Ai tempi dell’esordio avevamo scritto che se anche i Kasabian avessero deluso qui c’era da mandare tutti a vendere i broccoli. Col senno di poi, e con con questo “Velociraptor!” in mano, i nostri nefasti presagi non si sono – per fortuna – avverati, ma nemmeno abbiamo trovato salvatori della patria (inglese).
Certo, oggi la band di Leicester gode di una notorietà enorme che però è più frutto della mancanza di altri sulla scena (leggasi Oasis) e della necessità anglosassone di trovare nuovi fari del british-pop ed eredi della tradizione che fu più che di meriti propri.
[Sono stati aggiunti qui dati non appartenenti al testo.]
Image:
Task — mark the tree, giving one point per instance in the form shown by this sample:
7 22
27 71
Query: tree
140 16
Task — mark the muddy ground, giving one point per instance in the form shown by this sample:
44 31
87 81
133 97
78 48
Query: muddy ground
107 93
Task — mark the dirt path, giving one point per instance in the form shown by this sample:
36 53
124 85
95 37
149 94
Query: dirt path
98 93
I Kasabian sono perfettamente consci di tutto ciò, e ci sguazzano (bene). Un esempio su tutti: citano i Beatles in “La Fée Verte” sia musicalmente come costruzione armonica sia in modo agiografico ed espresso perché cantano “Old green fairy, what you’ve done to me / I see Lucy in the sky telling me I’m high” (da notare che online si trovano delle versioni del testo in cui l’inciso “Lucy in the sky” è sostituito da “There’s a nothing in the sky”, per cui dubitiamo dell’errore del compilatore e riteniamo più attendibile che ciò si riferisca ad una versione probabilmente precedente a quella su disco, manifesta volontà di uscire dall’equivoco della citazione tacita per ribadire con forza quali sono i loro “padri” musicali). Cosa ovvia e scontata, citare i Beatles, ma qui assume una valenza simbolica molto forte, quasi volessero dire “da lì veniamo e quella è la strada che seguiamo, ai nostri giorni”.
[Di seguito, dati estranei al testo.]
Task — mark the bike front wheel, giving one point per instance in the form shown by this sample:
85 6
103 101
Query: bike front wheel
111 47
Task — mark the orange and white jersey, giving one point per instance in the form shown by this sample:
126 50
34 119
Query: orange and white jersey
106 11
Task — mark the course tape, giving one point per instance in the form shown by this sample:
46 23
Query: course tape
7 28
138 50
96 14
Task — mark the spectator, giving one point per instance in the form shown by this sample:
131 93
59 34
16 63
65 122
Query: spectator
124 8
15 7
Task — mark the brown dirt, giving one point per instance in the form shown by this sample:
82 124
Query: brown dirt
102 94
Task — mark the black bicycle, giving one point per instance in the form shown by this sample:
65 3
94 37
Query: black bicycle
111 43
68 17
Per cui si amplificano le orchestrazioni con risultati ottimi nell’iniziale “Let’s Roll Like We Used To”, dove invero siamo più dalle parti dei The Last Shadow Puppets, ma la voglia di pop crea brutti scherzi nelle stucchevoli “Goodbye Kiss” e “Man of Simple Pleasures” (quest’ultima brutta copia dei peggiori Duran Duran). Insomma, risultati alterni, con maggiore calo di interesse proprio sul campo in cui i Kasabian si sono spesi con più impegno.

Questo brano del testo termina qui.